We were adding MotherDuck as a destination and the first version just used DuckDB’s Go driver directly. It worked great on my machine… until we wired it into our Transfer service (https://github.com/artie-labs/transfer).
Because the driver requires CGO, our cross-compiles to amd64 and arm64 started failing, we lost our easy static binaries, and our Docker images had to pull in C toolchains and system libraries just to support one dependency. We tried isolating the CGO bits in a separate module, but it still caused CI failures and forced us to rewrite chunks of our build pipeline. At that point it was clear we didn’t want CGO anywhere near our main service.
So I built ducktape: a tiny standalone microservice that wraps DuckDB’s Appender API behind HTTP/2 streams. Clients stream NDJSON over HTTP/2, and ducktape appends directly into DuckDB on the other side.

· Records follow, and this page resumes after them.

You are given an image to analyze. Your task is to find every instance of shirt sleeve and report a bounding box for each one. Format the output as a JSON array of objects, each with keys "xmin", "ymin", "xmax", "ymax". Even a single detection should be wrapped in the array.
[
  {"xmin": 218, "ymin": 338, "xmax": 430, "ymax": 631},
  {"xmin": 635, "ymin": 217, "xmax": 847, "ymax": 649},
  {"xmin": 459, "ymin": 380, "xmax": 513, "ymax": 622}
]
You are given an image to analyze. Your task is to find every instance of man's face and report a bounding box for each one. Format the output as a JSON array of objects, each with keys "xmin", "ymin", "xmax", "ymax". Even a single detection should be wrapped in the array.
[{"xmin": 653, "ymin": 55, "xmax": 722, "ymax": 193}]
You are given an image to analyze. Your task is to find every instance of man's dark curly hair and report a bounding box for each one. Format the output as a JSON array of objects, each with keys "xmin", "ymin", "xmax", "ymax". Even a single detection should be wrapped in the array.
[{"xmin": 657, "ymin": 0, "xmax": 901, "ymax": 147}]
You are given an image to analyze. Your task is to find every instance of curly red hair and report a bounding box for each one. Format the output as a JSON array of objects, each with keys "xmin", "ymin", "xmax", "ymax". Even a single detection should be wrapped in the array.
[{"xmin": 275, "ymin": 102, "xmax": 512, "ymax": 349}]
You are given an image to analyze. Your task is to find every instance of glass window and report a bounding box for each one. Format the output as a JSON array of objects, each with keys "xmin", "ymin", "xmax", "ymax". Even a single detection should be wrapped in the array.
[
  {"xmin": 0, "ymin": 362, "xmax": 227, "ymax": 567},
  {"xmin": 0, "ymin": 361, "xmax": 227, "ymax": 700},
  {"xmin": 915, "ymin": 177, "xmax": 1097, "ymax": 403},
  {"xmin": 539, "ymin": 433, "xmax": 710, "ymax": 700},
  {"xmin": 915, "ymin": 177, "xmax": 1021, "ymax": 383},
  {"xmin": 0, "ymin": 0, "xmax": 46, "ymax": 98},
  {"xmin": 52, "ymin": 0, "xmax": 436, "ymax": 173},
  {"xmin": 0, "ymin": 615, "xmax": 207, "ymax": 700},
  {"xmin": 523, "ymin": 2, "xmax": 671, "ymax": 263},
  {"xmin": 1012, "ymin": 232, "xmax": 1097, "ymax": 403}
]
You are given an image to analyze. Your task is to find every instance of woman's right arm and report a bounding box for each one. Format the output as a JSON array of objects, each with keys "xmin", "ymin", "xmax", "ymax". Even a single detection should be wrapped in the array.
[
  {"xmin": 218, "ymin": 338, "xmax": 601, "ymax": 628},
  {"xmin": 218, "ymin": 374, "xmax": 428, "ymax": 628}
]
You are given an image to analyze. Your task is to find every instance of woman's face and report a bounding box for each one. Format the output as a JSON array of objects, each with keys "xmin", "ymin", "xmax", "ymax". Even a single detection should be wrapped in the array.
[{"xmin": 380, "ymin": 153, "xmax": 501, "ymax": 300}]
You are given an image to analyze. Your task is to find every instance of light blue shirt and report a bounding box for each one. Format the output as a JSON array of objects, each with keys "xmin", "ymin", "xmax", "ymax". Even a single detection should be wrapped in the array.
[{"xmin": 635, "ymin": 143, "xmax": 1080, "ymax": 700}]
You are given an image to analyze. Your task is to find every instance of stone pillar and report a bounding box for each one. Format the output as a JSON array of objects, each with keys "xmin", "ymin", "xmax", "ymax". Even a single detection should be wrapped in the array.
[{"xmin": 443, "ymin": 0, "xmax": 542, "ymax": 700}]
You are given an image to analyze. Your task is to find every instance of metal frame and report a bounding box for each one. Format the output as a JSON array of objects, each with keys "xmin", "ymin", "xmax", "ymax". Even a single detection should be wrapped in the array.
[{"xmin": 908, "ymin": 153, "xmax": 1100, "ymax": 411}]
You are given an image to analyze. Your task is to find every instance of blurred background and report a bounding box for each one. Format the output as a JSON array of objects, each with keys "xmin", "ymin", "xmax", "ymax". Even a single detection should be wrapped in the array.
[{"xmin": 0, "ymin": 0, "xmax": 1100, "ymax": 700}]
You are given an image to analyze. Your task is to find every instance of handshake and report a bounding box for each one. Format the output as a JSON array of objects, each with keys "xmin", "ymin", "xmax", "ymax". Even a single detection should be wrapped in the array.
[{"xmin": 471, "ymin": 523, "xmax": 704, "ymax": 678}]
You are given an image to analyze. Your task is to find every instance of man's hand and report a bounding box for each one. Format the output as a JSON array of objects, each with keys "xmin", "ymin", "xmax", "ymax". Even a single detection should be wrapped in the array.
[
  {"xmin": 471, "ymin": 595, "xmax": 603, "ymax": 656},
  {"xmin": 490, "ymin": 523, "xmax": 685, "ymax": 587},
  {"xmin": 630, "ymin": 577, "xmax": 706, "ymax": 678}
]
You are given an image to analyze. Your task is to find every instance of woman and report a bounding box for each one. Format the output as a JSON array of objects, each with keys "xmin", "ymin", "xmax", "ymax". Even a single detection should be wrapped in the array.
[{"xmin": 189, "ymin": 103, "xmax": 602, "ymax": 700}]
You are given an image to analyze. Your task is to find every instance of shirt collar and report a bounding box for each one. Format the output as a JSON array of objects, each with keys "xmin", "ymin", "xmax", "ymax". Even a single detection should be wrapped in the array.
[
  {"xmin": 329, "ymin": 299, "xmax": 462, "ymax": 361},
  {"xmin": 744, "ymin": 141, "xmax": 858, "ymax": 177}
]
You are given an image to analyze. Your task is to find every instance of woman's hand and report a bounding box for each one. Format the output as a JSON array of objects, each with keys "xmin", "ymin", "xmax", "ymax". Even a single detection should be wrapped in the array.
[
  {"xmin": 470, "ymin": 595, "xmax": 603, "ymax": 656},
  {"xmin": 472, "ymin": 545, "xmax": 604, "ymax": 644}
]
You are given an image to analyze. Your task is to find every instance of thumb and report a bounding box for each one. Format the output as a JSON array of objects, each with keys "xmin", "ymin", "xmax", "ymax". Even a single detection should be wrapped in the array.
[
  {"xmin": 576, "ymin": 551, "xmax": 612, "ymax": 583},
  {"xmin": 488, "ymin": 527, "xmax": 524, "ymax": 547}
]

No CGO in the main codebase, and we keep our cross-platform, pure-Go build story.
The overhead was surprisingly low in benchmarks: ~757 MiB/sec over HTTP/2 vs ~848 MiB/sec in-process — about 90% of native performance but over the network.
ducktape is open source and MIT licensed: https://github.com/artie-labs/ducktape
I’d love feedback, especially if you’ve tackled CGO isolation differently or have ideas to squeeze out more performance!